While the monarch butterfly does not appear on any endangered species lists, experts say illegal logging in Mexico threatens its existence in North America because it removes the foliage that protects the delicate insects from the cold and rain.

"By even taking a single tree out near the butterfly colony, you allow heat to escape from the forest, and that then jeopardizes the butterflies," said Lincoln Brower, professor emeritus of zoology at the University of Florida.

Brower, who has studied the insects for 52 years, described the Mexican nesting grounds as "the Mecca of the whole insect world."

The reserve already receives some 36.4 million U.S. dollars in government funding, and its staff includes a team of park rangers who patrol the area equipped with assault rifles and body armor, searching for armed gangs of lumber thieves.

The World Wildlife Fund and the Mexican Fund for Nature Conservation say the efforts are paying off. They say this year saw a 48 percent drop in illegal logging, compared to a year ago.

"We're gaining ground in the fight against illegal logging," Calderón said.

Migration

Each September the butterflies begin their journey from the forests of eastern Canada and parts of the United States to the central Mexican mountains.
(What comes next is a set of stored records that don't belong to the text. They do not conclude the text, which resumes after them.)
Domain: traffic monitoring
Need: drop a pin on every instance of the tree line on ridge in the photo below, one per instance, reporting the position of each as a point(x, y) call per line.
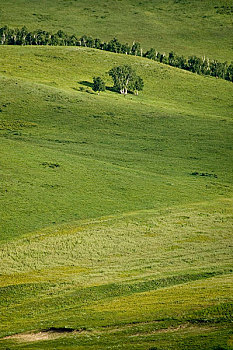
point(194, 64)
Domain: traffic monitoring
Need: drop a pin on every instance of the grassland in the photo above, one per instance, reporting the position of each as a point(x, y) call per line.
point(108, 227)
point(190, 27)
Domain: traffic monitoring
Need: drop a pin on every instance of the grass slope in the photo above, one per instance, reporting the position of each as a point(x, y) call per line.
point(186, 26)
point(104, 229)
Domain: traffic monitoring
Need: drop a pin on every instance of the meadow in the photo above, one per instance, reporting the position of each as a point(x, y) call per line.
point(116, 212)
point(188, 27)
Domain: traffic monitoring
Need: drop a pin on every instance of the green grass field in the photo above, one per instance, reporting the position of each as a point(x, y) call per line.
point(190, 27)
point(116, 212)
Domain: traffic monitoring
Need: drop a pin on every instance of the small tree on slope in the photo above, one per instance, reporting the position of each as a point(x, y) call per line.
point(98, 84)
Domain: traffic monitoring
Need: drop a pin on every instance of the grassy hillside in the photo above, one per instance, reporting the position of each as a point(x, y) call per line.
point(114, 154)
point(187, 26)
point(109, 230)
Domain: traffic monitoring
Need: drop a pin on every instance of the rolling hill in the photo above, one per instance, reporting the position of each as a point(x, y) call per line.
point(116, 212)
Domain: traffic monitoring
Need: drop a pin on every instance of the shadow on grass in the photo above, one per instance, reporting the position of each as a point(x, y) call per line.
point(90, 85)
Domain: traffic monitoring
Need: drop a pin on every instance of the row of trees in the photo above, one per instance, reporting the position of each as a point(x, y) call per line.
point(124, 79)
point(193, 64)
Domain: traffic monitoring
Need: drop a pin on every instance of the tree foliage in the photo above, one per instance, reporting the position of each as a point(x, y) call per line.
point(40, 37)
point(125, 79)
point(98, 84)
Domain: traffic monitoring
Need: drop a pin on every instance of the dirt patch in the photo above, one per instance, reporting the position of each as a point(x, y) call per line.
point(47, 334)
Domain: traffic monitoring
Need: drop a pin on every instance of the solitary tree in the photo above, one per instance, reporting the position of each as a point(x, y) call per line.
point(122, 77)
point(98, 84)
point(125, 78)
point(137, 84)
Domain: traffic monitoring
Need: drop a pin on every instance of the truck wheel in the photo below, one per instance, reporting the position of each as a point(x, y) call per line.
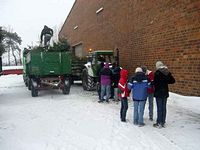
point(66, 88)
point(34, 91)
point(87, 81)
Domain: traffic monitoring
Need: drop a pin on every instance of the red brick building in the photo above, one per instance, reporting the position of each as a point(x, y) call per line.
point(144, 31)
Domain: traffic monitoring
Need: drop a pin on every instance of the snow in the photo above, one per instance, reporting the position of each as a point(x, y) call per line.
point(54, 121)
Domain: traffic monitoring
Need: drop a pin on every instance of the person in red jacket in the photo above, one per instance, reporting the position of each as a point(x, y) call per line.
point(123, 93)
point(150, 90)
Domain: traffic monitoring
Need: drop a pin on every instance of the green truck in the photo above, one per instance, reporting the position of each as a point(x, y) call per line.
point(47, 68)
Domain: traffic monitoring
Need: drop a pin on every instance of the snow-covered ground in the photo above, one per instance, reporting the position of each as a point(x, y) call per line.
point(54, 121)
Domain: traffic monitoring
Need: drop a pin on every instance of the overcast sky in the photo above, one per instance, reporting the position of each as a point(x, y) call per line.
point(28, 17)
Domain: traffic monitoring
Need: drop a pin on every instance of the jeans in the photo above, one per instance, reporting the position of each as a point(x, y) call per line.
point(150, 99)
point(116, 97)
point(161, 110)
point(105, 90)
point(138, 111)
point(124, 108)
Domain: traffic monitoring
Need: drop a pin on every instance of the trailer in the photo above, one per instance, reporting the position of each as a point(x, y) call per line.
point(47, 69)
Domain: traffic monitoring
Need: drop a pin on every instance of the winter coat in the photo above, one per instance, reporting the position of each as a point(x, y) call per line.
point(139, 86)
point(106, 75)
point(123, 90)
point(150, 76)
point(162, 78)
point(116, 76)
The voyage is considered an aesthetic and scientific wonder.

The butterflies return to the U.S. and Canada in late March, where they breed and cycle through up to five generations before heading back south.

Scientists say they are genetically programmed to return to Mexico, where they settle into the same mountains their ancestors inhabited the year before.

(Related story: Internal Clock Leads Monarch Butterflies to Mexico[June 10, 2003])

According to Brower, sometimes they even return to the exact same trees—probably because previous monarchs have marked the area through a mechanism scientists don't yet understand.

Omar Vidal, director of the World Wildlife Fund's Mexico program, applauded Calderón's plan.

"This is the longest migration of all insects, a unique phenomenon and a natural wonder, and Mexico has the biggest responsibility to protect them because they come here to hibernate," he said.

Brower said the monarch isn't at risk of extinction because it can be found in Mexico, Canada, the U.S., most of South America, and even parts of Australia and New Zealand. But disappearing habitat could threaten a delicate migratory route that has existed for an estimated 10,000 years.

"The whole migratory phenomenon, which involves two continents and over a million square miles [2.5 million square kilometers], could just go down the drain," he said.